Midville passes balanced ’06 budget





Midville council members call for change when it comes to city spending.

After extensive planning for spending cuts, city council passed the nearly $350,000 budget for 2006 at their monthly meeting last Monday.

Norma Thorne and Larry Williams voted to approve the plan and Sam Cummings abstained from the vote. Scotty Womack was absent.

While council held a planning session in January to discuss strategies to cut spending, Cummings said he felt like there were more issues to be resolved and chose not to vote.

Reeling from debt handed down by previous administrations, current council members have shouldered the responsibility to recoup the city’s financial viability.

Members rolled up their sleeves at the January session to comb through the budget and eliminate unnecessary expenditures and explore new options for necessary spending.

Council voted last Monday to set hours for city employees at 8 a.m. to 5 p.m.

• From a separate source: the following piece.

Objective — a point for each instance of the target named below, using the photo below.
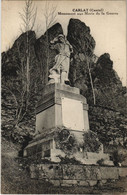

Council members cited concerns about employees coming in as early as 6 a.m. and “waiting on daylight.”

While spending cuts prevailed and Thorne declared the budget balanced at the end of negotiations, council granted increases in the administrative department, police department and the water and sewer department.

Thorne attributed increases in the administrative department to rising health care costs and the cost of training for city clerk Carolyn Estes.

Salaries made up most of the increase in the police department’s budget, which Thorne said was significantly underestimated in the past.

The city must also shell out more money for additional testing in the water system as required by new regulations handed down by the Environmental Protection Division.

Budget planning marks the council’s first step in treating the town’s financial woes.

Council plans to tackle past due water bills next, an issue which recently brought controversy to the Waynesboro City Council.

In the other business, council:

 Held the final reading of the city truck ordinance and set its effective date for Feb. 21;  Discussed additional testing and procedures for the water system.

 Approved drafting a liquor ordinance for referendum.

After a closed session, council appointed Williams to oversee the street, water and sewage departments.

The Midville City Council meets the first Monday of every month at 6:30 p.m.